In the latest episode of his excellent mini-series, Nassim Nicholas Taleb discusses an introductory lesson on fat-tails using the example of Bill Gates, Warren Buffett, or Jeff Bezos compared to the global population. Here’s an excerpt from the episode:
Welcome back to the series on statistics and probability, especially probability. You start with probability and try to be as clear as possible about the concepts because as we will see many professionals make mistakes. Why? Lack of clarity of mind, lack of understanding of the core concepts.
So let’s start with the mother of all problems fat-tails, or more scientifically it’s called thick tails. Fat-tails being a special case of very very thick tails, but casually we can call them fat-tails. So what are fat-tails?
Whenever I ask people they tend to answer, well you know remote events, events of big impact tend to happen more often. No, it’s the opposite.

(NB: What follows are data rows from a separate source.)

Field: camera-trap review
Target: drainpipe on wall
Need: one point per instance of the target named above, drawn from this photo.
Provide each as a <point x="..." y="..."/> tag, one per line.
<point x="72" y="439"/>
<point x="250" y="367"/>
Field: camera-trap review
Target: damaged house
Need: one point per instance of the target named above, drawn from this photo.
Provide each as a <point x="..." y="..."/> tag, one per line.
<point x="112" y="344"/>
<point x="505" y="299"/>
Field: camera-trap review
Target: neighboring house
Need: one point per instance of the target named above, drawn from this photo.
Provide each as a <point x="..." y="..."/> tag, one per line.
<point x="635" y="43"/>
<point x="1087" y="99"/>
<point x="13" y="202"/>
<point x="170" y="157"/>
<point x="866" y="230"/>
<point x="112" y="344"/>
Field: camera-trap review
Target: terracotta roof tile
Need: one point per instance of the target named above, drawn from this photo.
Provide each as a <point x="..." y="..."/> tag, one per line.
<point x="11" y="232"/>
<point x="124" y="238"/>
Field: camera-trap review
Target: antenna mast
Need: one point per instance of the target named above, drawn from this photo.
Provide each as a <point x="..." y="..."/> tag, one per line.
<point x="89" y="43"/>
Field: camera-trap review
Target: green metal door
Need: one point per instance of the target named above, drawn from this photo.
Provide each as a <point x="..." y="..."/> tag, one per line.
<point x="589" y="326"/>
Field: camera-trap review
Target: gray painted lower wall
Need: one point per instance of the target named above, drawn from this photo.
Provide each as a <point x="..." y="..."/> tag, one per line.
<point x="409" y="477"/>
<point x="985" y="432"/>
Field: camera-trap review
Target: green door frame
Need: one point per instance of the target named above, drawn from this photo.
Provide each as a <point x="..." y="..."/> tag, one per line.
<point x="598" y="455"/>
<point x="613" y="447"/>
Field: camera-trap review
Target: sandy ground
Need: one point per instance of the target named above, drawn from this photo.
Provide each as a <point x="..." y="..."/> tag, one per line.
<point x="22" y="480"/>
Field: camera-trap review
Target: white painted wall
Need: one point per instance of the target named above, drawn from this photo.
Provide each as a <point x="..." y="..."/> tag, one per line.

Remote events happen less often but when they happen they command much greater effect on the total properties.
So the definition of fat-tail is a small number of observations in a given data set will represent the bulk of statistical properties. So let’s take a case of an extreme fat-tail process.
You remember we had a million minus one observation as zero, and then we had one observation at a million. What is the average? One. But most of it, all of it came from one observation that fat-tail.
You sample from the population of the planet. You got three, four billion people who have no money. You add Bill Gates randomly of the people on your hero list. Jeff Bezos, Warren Buffett, either one of them is the entire wealth plus noise, you’ll have loads of noise here. So that’s a fat-tail process.